Not sure what you mean by this. Wouldn't the amount of air be the same reguardless of how you store the bottle?


----------



## JohnT

Runningwolf said:


> No sediment in Welches . Sorry couldn't help it, Julie told me to do it!
> 
> John when you said better for decanting are you talking laying them flat vs. standing them upside down?



Another thought! If you store upside down, you will be increasing the amount of pressure that you are putting on the cork. This is not the best thing. 

That is.... unless you are making welches wine. In that case, I would store them upside down.


----------



## djrockinsteve

John I think we discussed this before. The circumstance of the wine surface when standing up is about the size of a dime limiting the ratio of wine to air contact. Laying down a bottle or upside down increases the surface air to wine amount. 

I don't know if all in all it makes a big difference but italy.


----------



## JohnT

djrockinsteve said:


> John I think we discussed this before. The circumstance of the wine surface when standing up is about the size of a dime limiting the ratio of wine to air contact. Laying down a bottle or upside down increases the surface air to wine amount.
> 
> I don't know if all in all it makes a big difference but italy.

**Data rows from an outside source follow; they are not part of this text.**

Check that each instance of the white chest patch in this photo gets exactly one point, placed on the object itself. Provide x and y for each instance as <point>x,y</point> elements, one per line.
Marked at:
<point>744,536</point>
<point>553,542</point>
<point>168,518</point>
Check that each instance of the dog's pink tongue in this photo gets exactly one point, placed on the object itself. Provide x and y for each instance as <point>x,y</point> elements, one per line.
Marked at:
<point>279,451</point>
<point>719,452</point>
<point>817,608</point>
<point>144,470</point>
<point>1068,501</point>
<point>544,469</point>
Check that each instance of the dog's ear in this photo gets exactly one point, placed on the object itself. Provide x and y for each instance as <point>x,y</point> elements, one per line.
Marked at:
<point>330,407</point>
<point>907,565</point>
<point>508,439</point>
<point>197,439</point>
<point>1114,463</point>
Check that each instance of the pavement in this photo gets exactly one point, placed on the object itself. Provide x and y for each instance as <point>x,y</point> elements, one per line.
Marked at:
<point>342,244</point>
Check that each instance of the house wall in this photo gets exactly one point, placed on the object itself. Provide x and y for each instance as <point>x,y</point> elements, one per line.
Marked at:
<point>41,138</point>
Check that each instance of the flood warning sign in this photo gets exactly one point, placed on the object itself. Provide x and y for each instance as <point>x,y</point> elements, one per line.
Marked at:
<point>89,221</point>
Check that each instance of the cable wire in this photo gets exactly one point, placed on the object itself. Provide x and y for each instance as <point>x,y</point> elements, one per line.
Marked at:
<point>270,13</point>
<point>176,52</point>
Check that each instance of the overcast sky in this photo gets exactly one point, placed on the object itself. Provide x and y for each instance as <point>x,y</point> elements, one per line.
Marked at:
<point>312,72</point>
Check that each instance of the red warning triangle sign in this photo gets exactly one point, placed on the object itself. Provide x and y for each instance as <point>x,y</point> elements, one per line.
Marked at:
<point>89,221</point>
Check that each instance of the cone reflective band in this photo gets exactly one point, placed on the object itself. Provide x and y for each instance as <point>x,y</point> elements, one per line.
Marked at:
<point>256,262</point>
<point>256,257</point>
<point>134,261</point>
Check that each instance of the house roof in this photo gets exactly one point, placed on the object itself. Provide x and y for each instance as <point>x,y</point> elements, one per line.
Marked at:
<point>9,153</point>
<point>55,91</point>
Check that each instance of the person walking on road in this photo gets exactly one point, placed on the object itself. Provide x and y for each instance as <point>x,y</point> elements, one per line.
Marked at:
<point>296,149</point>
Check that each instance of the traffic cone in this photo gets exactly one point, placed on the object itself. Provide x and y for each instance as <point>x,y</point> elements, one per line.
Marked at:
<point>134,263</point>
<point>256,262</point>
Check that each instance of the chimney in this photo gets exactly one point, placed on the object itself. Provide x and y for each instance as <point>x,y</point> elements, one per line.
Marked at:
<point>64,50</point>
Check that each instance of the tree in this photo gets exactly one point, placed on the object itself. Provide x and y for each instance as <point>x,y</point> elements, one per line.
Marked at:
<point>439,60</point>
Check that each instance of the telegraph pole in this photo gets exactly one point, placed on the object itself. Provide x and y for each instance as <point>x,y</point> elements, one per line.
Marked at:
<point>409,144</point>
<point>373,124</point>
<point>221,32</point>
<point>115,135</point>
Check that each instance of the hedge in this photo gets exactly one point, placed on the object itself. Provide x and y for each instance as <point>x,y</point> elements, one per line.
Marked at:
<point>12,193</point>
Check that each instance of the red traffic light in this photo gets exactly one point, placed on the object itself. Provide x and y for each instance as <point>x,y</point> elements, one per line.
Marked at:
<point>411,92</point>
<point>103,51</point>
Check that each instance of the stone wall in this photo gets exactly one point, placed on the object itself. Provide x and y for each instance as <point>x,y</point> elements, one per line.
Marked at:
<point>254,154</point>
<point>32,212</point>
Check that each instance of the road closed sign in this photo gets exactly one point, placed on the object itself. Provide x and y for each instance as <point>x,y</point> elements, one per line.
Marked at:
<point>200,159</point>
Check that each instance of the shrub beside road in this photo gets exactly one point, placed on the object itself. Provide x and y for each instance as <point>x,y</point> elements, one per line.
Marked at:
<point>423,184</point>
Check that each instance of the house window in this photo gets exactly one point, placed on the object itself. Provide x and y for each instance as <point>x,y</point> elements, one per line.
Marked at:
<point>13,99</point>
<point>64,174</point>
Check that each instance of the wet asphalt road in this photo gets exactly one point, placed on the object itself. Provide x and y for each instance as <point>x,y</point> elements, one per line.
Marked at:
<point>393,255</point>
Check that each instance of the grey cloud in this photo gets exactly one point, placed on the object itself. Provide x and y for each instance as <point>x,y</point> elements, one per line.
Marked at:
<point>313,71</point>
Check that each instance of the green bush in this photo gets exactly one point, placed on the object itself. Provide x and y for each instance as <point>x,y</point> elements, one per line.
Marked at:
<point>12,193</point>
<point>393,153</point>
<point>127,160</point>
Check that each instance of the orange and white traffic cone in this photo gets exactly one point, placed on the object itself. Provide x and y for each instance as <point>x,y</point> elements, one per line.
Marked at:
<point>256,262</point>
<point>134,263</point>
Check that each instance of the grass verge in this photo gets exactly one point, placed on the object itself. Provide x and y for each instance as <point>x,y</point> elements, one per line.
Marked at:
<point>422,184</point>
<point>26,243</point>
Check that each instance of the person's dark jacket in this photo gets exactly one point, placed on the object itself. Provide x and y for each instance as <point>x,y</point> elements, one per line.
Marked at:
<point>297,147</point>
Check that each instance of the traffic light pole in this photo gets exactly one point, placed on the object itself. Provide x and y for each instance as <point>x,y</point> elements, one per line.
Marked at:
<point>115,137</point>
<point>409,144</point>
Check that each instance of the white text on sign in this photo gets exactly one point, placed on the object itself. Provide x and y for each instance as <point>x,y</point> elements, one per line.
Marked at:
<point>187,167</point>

I understand that, however, I have two questions for you. 

1) I believe that he was talking about Upside-down or on the bottles sides. In either case I am thinking that the surface area would not be much different. Standing upright is only ok for synthetic corks or screwcaps.

2) I am wondering if the surface area matters in this case. Unlike a barrel, the bottle is corked and almost a perfect seal. if there is a small, finite amount of air, then would the surface area matter in the long run? Never really put much tough into this one. Just wondering.


----------



## saddlebronze

I don't know, but I always lay down when I am resting. Harder to do standing up!


----------